[rabbitmq-discuss] Throughput observation with RabbitMQ-3.1.3 and Erlang R16B01 - Single Node and Cluster Node
Priyanki Vashi
vashi.priyanki at gmail.com
Thu Aug 1 20:06:03 BST 2013
Hi There ,
I have done many small small tests to understand how the throughput of
rabbitMQ node scales with respect to cores as well as number of producers
and consumers. Here are my observations. Tests are for both single node as
well as Cluster configuration.
Based on this observations, first thing I would like to confirm if these
are expected behaviour/results or I can do something more to improve
throughput. Secondly there are some specific questions with respect to them
so would help me to have clarification on them to continue further.
Just so you know, I have also checked the performance statistics, which
were published on rabbitMQ site for 2.8.1 version, and based on the points
there I tried different things. Like changing prefetch_count values,
non-persistent type of messages as well as persistent type of messages,
DISK node and RAM node etc. etc.
My test configuration are as follows.
RabbitMQ version . 3.1.3 with Erlang version - R16B01
I have one virtual machine with 8 GB of RAM and 20 cores - This is
dedicated for mainly rabbit nodes.
I have another virtual machine with 8 GB of RAM and 20 cores - This is
dedicated mainly my producer and consumers. Also my producer and consumer
are single threaded type (using python pika library) so I have try to go 10
producer and 10 consumer by giving each of them 1 dedicated core to find
out system limit of RabbitMQ. I start linearly. first with 1P and 1C and so
on.....
Since my interest is to benchmark performance and find system limits on
RabbitMQ, I have simulated producer and consumer and basically there is no
processing with messages after consumer receives the messages. This means,
I believe that I am producing as fast as above configuration of VM supports
as well as I am consuming as fast as I can.

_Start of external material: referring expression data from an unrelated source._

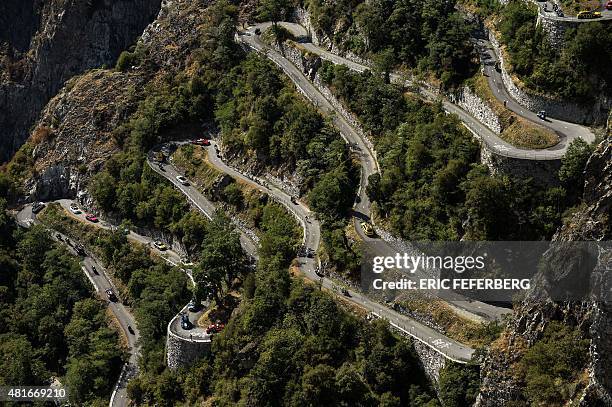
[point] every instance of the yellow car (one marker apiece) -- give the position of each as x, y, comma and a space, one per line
586, 14
368, 230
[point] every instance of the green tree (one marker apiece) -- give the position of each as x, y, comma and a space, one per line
571, 173
459, 384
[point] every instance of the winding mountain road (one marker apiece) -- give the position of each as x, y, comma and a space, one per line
566, 131
101, 282
369, 164
447, 347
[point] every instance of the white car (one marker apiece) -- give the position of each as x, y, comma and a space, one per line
182, 180
74, 208
186, 262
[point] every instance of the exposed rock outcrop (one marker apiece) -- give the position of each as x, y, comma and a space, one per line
592, 318
78, 123
43, 44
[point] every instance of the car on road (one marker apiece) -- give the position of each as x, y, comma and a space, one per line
367, 228
201, 142
182, 180
79, 249
215, 328
159, 245
186, 262
193, 306
588, 14
111, 295
185, 322
74, 208
37, 207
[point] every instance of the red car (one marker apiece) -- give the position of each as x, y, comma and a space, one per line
201, 142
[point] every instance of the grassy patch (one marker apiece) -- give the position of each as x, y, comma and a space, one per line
515, 130
194, 161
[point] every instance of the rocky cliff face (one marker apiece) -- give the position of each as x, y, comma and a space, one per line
592, 318
74, 135
44, 43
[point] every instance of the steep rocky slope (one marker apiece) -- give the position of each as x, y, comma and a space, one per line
592, 318
74, 135
42, 44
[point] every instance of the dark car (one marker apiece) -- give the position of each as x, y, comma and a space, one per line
37, 207
185, 322
215, 328
111, 295
193, 306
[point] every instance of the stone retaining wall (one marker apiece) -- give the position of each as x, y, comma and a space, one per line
182, 352
474, 105
296, 57
544, 172
563, 110
431, 361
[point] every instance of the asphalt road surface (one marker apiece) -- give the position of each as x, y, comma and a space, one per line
101, 281
446, 346
566, 131
369, 165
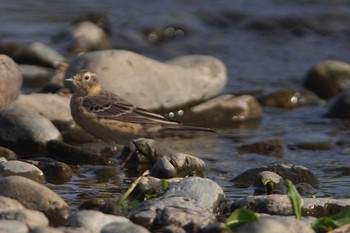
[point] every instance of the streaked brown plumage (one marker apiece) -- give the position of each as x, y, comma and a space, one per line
111, 118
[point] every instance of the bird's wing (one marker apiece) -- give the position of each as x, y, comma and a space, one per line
111, 107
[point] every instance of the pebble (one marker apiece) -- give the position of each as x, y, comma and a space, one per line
27, 128
35, 196
19, 168
54, 107
39, 54
10, 80
152, 84
328, 78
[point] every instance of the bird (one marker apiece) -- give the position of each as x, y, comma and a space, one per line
112, 119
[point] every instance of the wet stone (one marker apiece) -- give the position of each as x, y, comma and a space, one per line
295, 173
31, 218
287, 98
196, 198
73, 155
328, 78
35, 196
55, 172
39, 54
339, 107
192, 78
35, 76
10, 80
54, 107
29, 129
19, 168
13, 226
225, 109
7, 153
273, 147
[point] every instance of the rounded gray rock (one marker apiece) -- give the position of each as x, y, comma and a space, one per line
10, 80
54, 107
39, 54
13, 226
124, 227
22, 126
35, 196
19, 168
94, 220
152, 84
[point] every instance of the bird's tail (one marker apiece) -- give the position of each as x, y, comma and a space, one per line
187, 128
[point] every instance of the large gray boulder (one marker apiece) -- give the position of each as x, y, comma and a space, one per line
152, 84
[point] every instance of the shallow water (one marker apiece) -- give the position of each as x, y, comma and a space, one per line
260, 58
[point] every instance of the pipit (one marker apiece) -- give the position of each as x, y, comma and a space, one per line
112, 119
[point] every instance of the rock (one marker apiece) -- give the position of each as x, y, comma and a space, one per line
150, 185
268, 183
35, 196
31, 218
10, 80
121, 227
42, 229
9, 204
276, 225
339, 107
73, 155
197, 199
19, 168
328, 78
7, 153
104, 205
55, 172
178, 165
54, 107
94, 220
273, 147
39, 54
287, 98
277, 204
24, 127
295, 173
225, 109
89, 33
13, 226
35, 76
151, 84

I am using non-blocking method of connection (using select.connection)
method of pika.
Message size is 100 bytes. I have configured 'direct' type of exchange
I also have enabled publisher confirm as well as consumer ack since I am
interested in reliable delivery and confirmation of messages till
application layer. Hence I explicitly use publisher confirm and consumer
ack.
Here comes my statistics
Test-1) With Single Node configuration:
The maximum throughout I can get is around 5000 msg/sec - with 1
publisher and 1 consumer, with prefetch_count = 0
Node type = Disk
Both producer and consumer are given dedicated cores using linux
taskset command. (if I leave core assignment on linux then throughput is
only around 3500 msg/sec) Core assignment for Rabbit Nodes are left to the
linux and not touched.
Here the limiting factor is publisher since it loads it's assigned core
to almost 100%. So to have better throughput , I started another producer
assigning another core and also started corresponding consumer with
it's own dedicated core. Try to publish to same queue as well as different
queue.
But still I see the overall throughout remains around the same value
and increases little bit and its division is roughly as follows for each of
the producer and receiver.
P1 and P2- publish rate - roughly 2500-2700 msg/sec. Same for
consumption, which adds to the total of around 5000-5500 msg/sec.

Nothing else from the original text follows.